Yerli ve milli İHA’nın gecikmesinin öyküsü
YILLAR önceydi, akşamüzeri saatlerinde Hürriyet'teki odamda toparlanmış tam çıkmak üzereydim, kat komşum Yalçın Bayer kafasını uzattı, "Dur seni birisiyle tanıştıracağım" dedi. Az sonra...
YILLAR önceydi, akşamüzeri saatlerinde Hürriyet'teki odamda toparlanmış tam çıkmak üzereydim, kat komşum Yalçın Bayer kafasını uzattı, "Dur seni birisiyle tanıştıracağım" dedi.
Az sonra kapıdan içeri Yalçın Bayer’le birlikte iki kişi daha girdi. Biri, Özdemir Bayraktar’dı, diğeri ise hepsi birbirinden parlak insanlar olan oğullarından biri. (Maalesef şu an Özdemir Bey’in hangi oğluyla tanıştığımı hatırlayamıyorum, sohbetle ilgili tuttuğum notları bulamadım, yazıyı biraz da hafızamdan yazıyorum.)
Özdemir Bayraktar’ın adını o gün odamdan içeri girene kadar hiç duymamıştım; hikâyesini ve yaptıklarını dinleyince çok etkilendim.
SELÇUK BAYRAKTAR’IN ÖNEMLİ BULUŞU
Özdemir Bey ve üç oğlu, Baykar isimli bir şirketin sahipleriydiler. En küçük kardeş, bugün Tayyip Erdoğan’a damat olduğu için ünlü de olan Selçuk Bayraktar henüz Amerika’da, meşhur MIT’de doktorasını yapmaktaydı.
Özdemir Bey, “Aslında tezini de yazdı ama teslim etmiyor, bir süre daha da etmeyecek” dedi.
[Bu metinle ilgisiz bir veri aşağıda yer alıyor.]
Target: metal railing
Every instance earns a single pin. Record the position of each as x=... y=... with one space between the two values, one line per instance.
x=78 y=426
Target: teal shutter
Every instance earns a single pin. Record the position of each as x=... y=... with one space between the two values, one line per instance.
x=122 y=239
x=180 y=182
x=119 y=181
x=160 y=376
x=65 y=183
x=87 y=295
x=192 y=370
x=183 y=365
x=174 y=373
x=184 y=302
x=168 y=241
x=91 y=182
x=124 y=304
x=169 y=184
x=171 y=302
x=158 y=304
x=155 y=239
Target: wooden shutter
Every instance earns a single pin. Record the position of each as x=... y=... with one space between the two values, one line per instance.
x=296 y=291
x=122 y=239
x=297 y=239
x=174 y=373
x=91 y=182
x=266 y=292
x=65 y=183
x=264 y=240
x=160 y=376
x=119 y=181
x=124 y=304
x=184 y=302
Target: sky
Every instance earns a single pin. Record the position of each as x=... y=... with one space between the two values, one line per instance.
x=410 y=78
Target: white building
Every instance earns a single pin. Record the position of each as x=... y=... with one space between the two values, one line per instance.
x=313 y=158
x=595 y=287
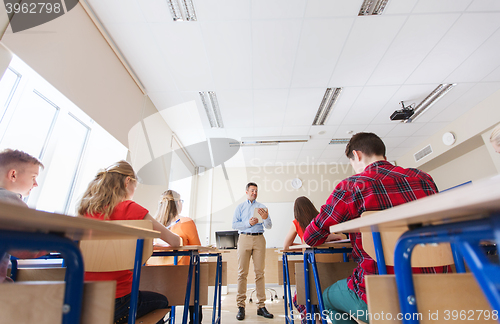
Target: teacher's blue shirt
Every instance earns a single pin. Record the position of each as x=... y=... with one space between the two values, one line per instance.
x=242 y=216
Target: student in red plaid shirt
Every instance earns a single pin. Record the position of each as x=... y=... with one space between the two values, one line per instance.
x=377 y=185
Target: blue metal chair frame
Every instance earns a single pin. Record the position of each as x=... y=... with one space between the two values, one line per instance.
x=287 y=290
x=15 y=240
x=218 y=288
x=194 y=265
x=309 y=258
x=466 y=236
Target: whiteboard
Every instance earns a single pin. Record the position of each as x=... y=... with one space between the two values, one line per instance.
x=282 y=216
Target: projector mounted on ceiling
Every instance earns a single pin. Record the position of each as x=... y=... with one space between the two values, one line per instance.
x=403 y=114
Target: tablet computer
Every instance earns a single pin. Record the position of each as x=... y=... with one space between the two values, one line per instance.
x=257 y=215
Sebebi, Selçuk Bayraktar’ın o teze konu ettiği ve kendi geliştirdiği özel haberleşme algoritmalarıydı. Tez yayınlansa algoritmayı herkes öğrenecekti.
Şirket, uzun yıllardır TSK’ya çeşitli insansız hava araçları üretmeye çalışıyordu ve son olarak Savunma Sanayi Müsteşarlığı’nın düzenlediği ihaleye girmişler, hatta finale kalıp Sinop’ta test uçuşları yapmışlardı. Sinop’ta yarıştıkları öteki yerli firmanın uçağı başarılı olamamış ama Baykar’ın hava aracı ihalede öngörülen bütün şartları yerine getirmişti. Fakat buna rağmen ihale Baykar’a değil test uçuşunda başarılı olamayan rakibine verilecekti.
HEP YERLİ VE MİLLİ KALMAK İSTEDİ
Oysa Özdemir Bayraktar, Tayyip Erdoğan’a ‘Tayyip’ diye hitap edecek kadar yakın biriydi, nitekim Erdoğan da ona ‘Ağabey’ diyordu. Geçirdiği çok ağır bir acil aort ameliyatında yoğun bakımda uyandığında ilk gördüğü yüz Tayyip Erdoğan’ın yüzü olmuştu örneğin. Dünür olmazdan önce de o denli yakınlardı anlayacağınız.
Bu kadar hakkıyla kazandığı bir ihaleyi, bu kadar yakın olduğu birinin başbakanlığı döneminde alamamasına çok içerlemişti. Ama yılmak, vazgeçmek gibi bir niyeti yoktu, çünkü kendi üretiminin sadece Türkiye’nin değil mesela İsrail’in de önünde olduğunu biliyordu.